In the process, she has involved and employed local artists to make buttons for the garments and uses local mills to make the fabric used in the clothes. Her idea was to use local resources, rather than to import things from countries like China and India and at the same time create a sustainable business model that would bring income and hope to many in the process. She told me that it would have been easier to have just set up a cancer foundation and provide money for the treatments but her vision was to create something more than just a hand out.
The day before our visit to the hospital we went to Letha’s office where tailors were busy at work. When Letha entered the room, one young woman got down on her knees and said “Thank you for my little girl”. Letha explained that this young mother had a 5-year-old daughter who had a tumor on her kidney and was basically written off to die, but because her mother was able to pay for her chemo treatments, her daughter’s cancer went into remission and now the child is 6 years old and back in school. The mother continues to stay in Kampala with her daughter and sew for Letha so that her child can be monitored over the next few years and treated as necessary. Her village is too far away and the journey too lengthy and expensive to go back and forth, so like many others, they stay in Kampala, away from the rest of their families, hoping for the best.
I could see the look on Letha’s face when this young mother thanked her for giving her back her child and that was what kept her going. That is the reward that Letha receives and it far outweighs any monetary rewards that we all seem to get caught up in from time to time. And that is what motivates the people who choose to do what they can to make a positive difference.
Letha summed up living in Africa.

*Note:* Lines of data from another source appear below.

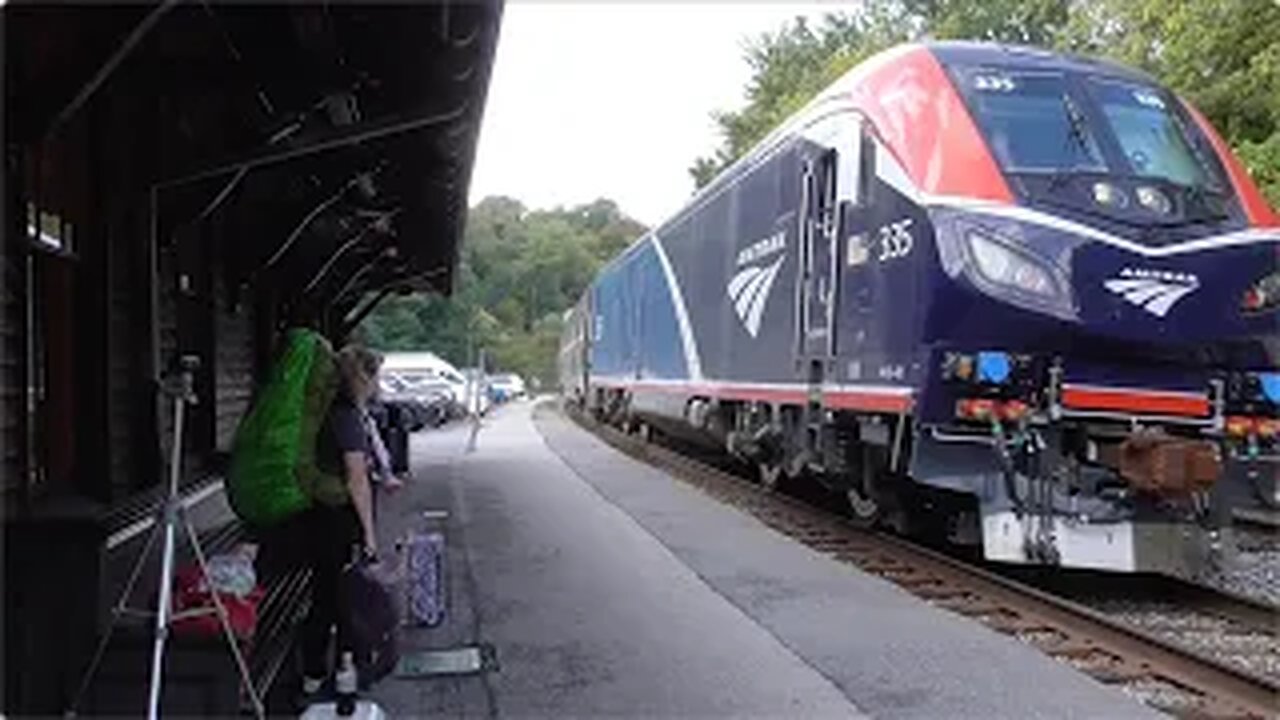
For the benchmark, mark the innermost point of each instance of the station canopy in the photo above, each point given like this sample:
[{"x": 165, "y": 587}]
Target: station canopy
[{"x": 330, "y": 142}]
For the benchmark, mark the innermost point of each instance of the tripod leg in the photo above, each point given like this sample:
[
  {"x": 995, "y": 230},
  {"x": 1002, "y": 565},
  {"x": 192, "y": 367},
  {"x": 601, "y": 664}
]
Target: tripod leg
[
  {"x": 117, "y": 611},
  {"x": 164, "y": 605},
  {"x": 259, "y": 711}
]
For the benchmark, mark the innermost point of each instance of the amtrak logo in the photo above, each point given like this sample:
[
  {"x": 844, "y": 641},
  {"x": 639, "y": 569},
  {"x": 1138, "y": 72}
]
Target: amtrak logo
[
  {"x": 749, "y": 291},
  {"x": 1155, "y": 291}
]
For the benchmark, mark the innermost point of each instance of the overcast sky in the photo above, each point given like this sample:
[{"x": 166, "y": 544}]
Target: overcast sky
[{"x": 604, "y": 100}]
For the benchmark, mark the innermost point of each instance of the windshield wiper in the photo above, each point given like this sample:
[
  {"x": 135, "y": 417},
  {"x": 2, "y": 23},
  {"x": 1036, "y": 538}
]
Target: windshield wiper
[{"x": 1077, "y": 133}]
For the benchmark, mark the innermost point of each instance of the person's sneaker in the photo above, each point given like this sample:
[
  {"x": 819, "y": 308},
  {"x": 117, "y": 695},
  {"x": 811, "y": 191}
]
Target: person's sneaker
[{"x": 310, "y": 693}]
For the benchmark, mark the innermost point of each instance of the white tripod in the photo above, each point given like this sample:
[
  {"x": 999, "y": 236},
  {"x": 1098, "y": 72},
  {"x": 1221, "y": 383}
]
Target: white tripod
[{"x": 170, "y": 514}]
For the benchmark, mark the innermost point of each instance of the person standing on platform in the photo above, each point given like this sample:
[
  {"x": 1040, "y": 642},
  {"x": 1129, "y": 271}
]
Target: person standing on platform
[{"x": 342, "y": 518}]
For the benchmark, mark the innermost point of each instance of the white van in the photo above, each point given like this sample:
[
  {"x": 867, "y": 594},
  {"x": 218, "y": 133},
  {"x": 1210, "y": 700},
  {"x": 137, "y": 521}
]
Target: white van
[{"x": 415, "y": 369}]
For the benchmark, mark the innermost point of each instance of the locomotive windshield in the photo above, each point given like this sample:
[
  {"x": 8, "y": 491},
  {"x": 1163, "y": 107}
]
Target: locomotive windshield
[
  {"x": 1148, "y": 135},
  {"x": 1041, "y": 122},
  {"x": 1033, "y": 123}
]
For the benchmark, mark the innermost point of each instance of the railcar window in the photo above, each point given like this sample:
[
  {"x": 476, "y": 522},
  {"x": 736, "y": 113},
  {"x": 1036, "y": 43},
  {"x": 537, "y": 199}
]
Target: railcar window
[
  {"x": 1031, "y": 121},
  {"x": 1150, "y": 135}
]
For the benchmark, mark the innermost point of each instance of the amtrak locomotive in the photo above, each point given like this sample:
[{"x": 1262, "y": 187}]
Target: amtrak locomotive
[{"x": 1024, "y": 299}]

She told me that living in Africa, you had strawberry days and onion days. The strawberry days are sweet and beautiful and fantastic and the onion days are days that make you cry and have layers of difficulty and hardship. There’s nothing easy about living in Africa, but the rewards are many.
Just when we think that we’ve found all of our people to feature, another person pops into our lives. I’m excited to announce our newest subject – Dr. David Mar Naw and his organization Where There Is Not a Doctor.

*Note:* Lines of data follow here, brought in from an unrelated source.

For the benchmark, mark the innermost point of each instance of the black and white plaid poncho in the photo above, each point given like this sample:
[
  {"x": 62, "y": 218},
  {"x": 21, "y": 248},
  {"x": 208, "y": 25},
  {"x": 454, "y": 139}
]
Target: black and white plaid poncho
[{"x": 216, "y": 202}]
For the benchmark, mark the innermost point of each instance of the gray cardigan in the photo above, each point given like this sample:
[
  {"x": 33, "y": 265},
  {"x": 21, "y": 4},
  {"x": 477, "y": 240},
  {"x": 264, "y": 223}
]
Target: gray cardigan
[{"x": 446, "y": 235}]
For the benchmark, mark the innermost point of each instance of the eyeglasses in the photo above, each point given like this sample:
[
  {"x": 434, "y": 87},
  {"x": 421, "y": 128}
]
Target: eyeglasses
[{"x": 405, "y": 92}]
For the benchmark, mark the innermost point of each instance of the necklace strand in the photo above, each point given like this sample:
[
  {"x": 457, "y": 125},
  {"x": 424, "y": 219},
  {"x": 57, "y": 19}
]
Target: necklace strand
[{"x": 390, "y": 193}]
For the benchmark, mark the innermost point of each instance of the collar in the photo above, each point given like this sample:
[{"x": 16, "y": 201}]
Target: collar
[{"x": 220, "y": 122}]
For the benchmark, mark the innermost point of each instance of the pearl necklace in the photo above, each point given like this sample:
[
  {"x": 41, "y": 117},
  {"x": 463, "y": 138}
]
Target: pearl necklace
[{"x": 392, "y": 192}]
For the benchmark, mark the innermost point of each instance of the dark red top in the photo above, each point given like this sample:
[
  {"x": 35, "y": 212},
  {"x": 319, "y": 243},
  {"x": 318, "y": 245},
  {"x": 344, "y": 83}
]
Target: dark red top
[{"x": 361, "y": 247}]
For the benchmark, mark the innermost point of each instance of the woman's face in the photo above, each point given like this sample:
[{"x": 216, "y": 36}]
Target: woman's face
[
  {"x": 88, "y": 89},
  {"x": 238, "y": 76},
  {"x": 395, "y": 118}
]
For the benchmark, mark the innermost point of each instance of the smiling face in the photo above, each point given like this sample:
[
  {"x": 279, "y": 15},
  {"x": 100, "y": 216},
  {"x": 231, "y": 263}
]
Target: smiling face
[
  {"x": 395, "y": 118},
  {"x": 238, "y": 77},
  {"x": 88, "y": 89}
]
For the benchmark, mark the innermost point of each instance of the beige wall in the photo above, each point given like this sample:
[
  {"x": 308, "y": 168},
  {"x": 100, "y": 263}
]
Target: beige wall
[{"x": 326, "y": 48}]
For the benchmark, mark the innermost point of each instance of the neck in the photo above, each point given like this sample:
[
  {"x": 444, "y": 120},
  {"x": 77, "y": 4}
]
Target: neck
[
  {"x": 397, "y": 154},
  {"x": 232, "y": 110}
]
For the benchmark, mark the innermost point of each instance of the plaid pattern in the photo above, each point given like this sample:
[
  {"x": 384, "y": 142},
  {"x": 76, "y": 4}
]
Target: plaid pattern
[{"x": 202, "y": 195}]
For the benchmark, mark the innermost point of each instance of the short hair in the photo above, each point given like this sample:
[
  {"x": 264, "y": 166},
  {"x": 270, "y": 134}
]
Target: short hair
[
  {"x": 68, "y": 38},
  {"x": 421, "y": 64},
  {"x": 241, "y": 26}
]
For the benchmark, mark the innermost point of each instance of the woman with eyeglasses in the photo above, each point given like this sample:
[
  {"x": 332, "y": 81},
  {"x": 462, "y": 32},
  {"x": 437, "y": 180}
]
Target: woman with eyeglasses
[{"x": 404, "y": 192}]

“Dr. David,” as he is affectionately known, is an experienced doctor who got fed up with the corruption he found while working with an NGO that provided medical supplies to the poor hill-tribe villages in Chiang Rai, a city in northern Thailand. He decided to part ways and travel himself between the villages, providing free medical treatment to the villagers who lacked these resources, and receiving food and a place to stay in return.
Dr. David has continued these visits, and is now often accompanied by volunteers, including many medical professionals, through his program Where There Is Not a Doctor. Dr. David set up this program in order to recruit volunteers and seek donations to fund his visits to the hill-tribes and the medical supplies that he brings with him. Now, in addition to providing medical treatments, he has expanded his activities to include teaching languages and first aid, building water supplies and bridges, and many other projects to benefit the hill-tribes. There are countless ways to volunteer and aid Dr. David with his projects, and people may stay with him for a minimum of one week to up to a year.
We are currently making arrangements to visit Dr. David in Chiang Rai and shadow him during his visits to the hill-tribes. We’re very excited to meet him and share his incredible story with you!